Loin de baser la politique de la ville sur les citoyens


« On n’est pas satisfaits à 100% mais il y a quand même des avancées » glisse, mi-figue, mi-raisin Marie-Hélène Bacqué à la tribune, en ouverture de la rencontre. « Dans le préambule de la loi on passe de la participation des habitants à la co-construction, sur les contrats de ville ». Dans le même genre de subtilités sémantiques, les traditionnels « conseils de quartier » pourraient se transformer en « conseils citoyens » participant aux instances de pilotage des contrats de ville… si le maire le veut bien ! Mazette ! Pas encore de quoi réveiller les morts… Certes, il est aussi prévu que un sibyllin « l’Etat apporte son concours à leur fonctionnement », ou l’expérimentation de dix obscures « tables de quartier » à la mode québécoise ; ainsi que quelques autres mesurettes du même tonneau. On ne peut pourtant pas dire que ni les rapporteurs, ni même  - et c’est presque plus tragique ! - le ministre, n’ont pas mouillé la chemise sur le sujet. Mais, surtout avant les municipales, il paraissait hasardeux de vouloir empiéter si peu que ce soit sur les prérogatives des maires, même au profit des citoyens. François Lamy, dans une tribune au journal Libération, ce même 12 février, a beau jeu de reconnaître : "Pour s'engager concrètement dans ce nouvel âge de la participation dans les quartiers, il nous faudra vaincre les résistances, les conservatismes et les doutes". Les responsables de la rencontre inter-associative de se plaindre quand même : « On est bien loin de la logique que nous proposions : baser la politique de la ville sur les citoyens ».

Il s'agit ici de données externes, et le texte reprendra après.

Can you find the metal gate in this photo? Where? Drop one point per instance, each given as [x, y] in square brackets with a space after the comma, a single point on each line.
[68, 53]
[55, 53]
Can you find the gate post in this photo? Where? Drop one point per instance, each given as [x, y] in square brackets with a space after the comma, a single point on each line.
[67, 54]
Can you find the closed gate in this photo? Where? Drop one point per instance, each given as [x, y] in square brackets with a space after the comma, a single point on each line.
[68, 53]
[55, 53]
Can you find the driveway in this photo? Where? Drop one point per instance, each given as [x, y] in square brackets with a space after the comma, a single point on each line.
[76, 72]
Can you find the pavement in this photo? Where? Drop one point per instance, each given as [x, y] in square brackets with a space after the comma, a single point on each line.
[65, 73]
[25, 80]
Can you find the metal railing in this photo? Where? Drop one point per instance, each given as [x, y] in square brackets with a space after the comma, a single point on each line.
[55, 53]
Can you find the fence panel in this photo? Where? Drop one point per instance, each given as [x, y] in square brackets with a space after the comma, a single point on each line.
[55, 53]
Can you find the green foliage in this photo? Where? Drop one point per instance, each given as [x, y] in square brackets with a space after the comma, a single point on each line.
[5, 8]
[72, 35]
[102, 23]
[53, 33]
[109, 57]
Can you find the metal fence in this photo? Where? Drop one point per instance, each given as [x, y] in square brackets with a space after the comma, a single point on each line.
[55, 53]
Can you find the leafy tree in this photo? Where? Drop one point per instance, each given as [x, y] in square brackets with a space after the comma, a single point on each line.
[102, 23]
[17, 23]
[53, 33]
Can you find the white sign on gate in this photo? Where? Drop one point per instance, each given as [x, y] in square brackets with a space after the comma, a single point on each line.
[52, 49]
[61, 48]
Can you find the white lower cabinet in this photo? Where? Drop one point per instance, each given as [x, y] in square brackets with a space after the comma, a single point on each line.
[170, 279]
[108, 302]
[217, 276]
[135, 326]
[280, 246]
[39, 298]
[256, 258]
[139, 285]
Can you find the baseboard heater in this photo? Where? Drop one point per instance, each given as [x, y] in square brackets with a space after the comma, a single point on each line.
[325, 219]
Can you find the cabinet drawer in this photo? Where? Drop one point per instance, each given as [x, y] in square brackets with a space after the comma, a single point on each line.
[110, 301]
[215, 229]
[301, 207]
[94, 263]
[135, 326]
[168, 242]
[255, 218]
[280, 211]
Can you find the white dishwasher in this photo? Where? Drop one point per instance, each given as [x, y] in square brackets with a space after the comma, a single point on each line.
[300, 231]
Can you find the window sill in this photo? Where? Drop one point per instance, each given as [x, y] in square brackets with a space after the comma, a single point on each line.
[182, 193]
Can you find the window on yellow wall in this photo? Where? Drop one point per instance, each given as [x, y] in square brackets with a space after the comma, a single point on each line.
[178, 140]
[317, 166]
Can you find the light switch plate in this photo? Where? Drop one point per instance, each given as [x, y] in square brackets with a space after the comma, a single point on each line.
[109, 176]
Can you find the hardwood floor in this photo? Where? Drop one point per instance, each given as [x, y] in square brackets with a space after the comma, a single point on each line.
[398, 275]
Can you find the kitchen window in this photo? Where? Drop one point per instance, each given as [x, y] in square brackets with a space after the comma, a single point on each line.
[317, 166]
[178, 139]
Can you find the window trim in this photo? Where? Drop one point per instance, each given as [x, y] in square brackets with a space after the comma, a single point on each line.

Enfin un syndicat des banlieues ?


Reste donc que grâce au providentiel concours d’une « fondation franco-américaine » qui souhaitera rester discrète, à nouveau plus d’une centaine d’acteurs de terrain et de spécialistes de la politique de la ville se sont donné à nouveau rendez-vous pour continuer de travailler les pouvoirs publics au corps. Afin que, peut-être, les décrets d’application soient un peu plus musclés. Et surtout, afin qu’enfin un organe représentatif de la société civile se constitue dans ces quartiers qui en manquent cruellement depuis leur entrée sur la scène politique en 1983. Une sorte de « syndicat des quartiers » ? En tous cas une « plateforme », disposant d’une instance de coordination transitoire (jusqu’à une AG à l’été 2014), disposant d’élus de plusieurs régions de l’hexagone (Marseille – Paca était monté en force, Grenoble et l’Ouest n’étaient pas en reste).



Pour ou contre les élus ?


Durant toute la journée, les débats sont restés nourris (mais polis), en particulier sur la question de la place des élus dans les instances de cette « coordination » provisoire : plusieurs participants fans du community organising à l’américaine et clairement demandeurs de créer un « rapport de forces » avec les institutions, étant vigoureusement opposés à la présence d’élus en leur sein. Si leur opinion n’a pas été suivie, beaucoup ont dû cependant ressentir une douche froide en apprenant 48 heures après cette rencontre que le leader de celle-ci, Mohamed Mechmache… se présentait sur une liste EE-LV aux élections européennes !



Il y a donc encore pas mal de boulot pour structurer ce mouvement, mais on ne peut que se féliciter de voir un embryon de coordination nationale s’essayer enfin à représenter les citoyens des quartiers. C’est tout ce que réclament ces anciens du FSQP de la région lyonnaise, ou ces jeunes responsables associatifs d’Angers : « s’inscrire dans une démarche qui ne soit pas que locale pour devenir un contre-pouvoir ».